# Statistics for bridges with wooden poles underneath

#### RossyAmsterdam

##### New Member
Dear all,

I'm struggling with the kind of statistics I should use for the following problem.

Some bridges in Amsterdam are built on wooden poles (in order for them to not sink due to the high level of the groundwater). I need to evaluate the strength of the wooden foundation on the basis of the strength of a small sample of wooden poles.

The following information is available:
- The bridge has 509 poles underneath
- We have a sample of 35 poles for which we know the stength
- The average strength of these 35 poles is 439 kN
- The standard deviation is 48 kN
- The minimal strength a pole should have is 185 kN

Now I would like to answer the following two questions:
1) What is the probability that all 509 poles have a minimal strength of 185 kN (and can I make such a statement with a sample consisting of 35 poles)?
2) How big should my sample actually be if I want to be able to state with a probabability of 95% that all 509 poles have a minimal strength of 185 kN?

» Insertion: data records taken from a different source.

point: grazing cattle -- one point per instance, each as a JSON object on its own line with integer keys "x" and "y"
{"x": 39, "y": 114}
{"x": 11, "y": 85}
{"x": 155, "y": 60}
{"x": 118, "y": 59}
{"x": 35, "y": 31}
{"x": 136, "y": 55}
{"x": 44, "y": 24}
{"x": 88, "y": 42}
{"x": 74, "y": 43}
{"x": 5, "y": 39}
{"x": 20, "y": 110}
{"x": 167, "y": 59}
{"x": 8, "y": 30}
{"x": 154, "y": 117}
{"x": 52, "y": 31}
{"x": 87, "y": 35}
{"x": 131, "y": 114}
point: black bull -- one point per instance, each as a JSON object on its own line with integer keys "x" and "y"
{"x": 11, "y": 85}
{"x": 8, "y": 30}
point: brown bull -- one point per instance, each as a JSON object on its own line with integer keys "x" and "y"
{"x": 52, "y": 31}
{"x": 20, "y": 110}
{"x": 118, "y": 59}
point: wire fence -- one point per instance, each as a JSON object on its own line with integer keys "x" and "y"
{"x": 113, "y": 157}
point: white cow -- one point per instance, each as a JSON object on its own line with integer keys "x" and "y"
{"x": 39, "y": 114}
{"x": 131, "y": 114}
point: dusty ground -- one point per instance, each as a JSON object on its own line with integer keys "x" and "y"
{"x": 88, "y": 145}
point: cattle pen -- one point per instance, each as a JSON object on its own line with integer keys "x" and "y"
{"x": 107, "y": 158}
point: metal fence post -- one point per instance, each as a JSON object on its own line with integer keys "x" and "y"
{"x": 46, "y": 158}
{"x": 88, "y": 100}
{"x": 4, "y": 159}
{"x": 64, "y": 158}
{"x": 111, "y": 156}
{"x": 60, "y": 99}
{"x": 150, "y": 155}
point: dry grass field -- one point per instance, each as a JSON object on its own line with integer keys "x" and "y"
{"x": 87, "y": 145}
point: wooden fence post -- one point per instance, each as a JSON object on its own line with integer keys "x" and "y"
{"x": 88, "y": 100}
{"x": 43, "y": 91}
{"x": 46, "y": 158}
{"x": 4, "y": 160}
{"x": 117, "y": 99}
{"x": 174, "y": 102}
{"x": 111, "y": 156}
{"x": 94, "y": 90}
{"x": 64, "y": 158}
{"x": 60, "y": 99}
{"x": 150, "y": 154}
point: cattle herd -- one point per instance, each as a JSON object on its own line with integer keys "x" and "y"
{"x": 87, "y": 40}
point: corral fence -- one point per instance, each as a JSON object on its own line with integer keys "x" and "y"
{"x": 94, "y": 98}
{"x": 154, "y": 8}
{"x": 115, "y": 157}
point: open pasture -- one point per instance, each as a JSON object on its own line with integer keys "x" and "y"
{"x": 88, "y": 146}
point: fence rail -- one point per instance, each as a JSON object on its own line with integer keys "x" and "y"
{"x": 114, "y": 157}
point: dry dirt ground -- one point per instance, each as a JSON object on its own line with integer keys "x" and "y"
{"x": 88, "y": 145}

My background is in high energy physics in which I'm used to work with PDFs (probability density functions) for very large samples. I'm new to problems like the above. Therefore I'm not certain which statistics to use.
Can I just use a normal distribution (constructed with the average and standard deviation of the sample of 35 poles) and integrate it from minus infinity to 185kN in order to get the probability asked in question 1? In that case I would not use the fact that the total population conists of 509 poles. Would this be the right way to go?

Or should I work with a student's t test and calculate the probability P and the accuracy Z? If so, could someone explain me how to proceed with the students t test for this specific problem?

I hope my questions are somewhat clear.

Any help is very much appreciated!

#### j58

##### Active Member
The problem with assuming that the strengths have a normal distribution with mean and SD equal to their observed sample values is that observed sample values are estimates subject to random error, which you must take into account. One way to do this is to perform a Bayesian analysis. You would still assume that the population distribution is normal, but put prior distributions on the mean and SD of the normal distribution. These priors can be chosen to be broad, so that the data more-or-less speaks for itself. In fact, you can go one step further, and put broad prior distributions on the parameters of the prior distributions, allowing the data to effectively choose the most appropriate priors. The result of the analysis is a posterior probability distribution of the strengths, from which you can compute the probability that the breaking strength of any one pole is less than 185; then, assuming independence of pole strengths, you can calculate the probability that any of 509 poles are less than 185 kN.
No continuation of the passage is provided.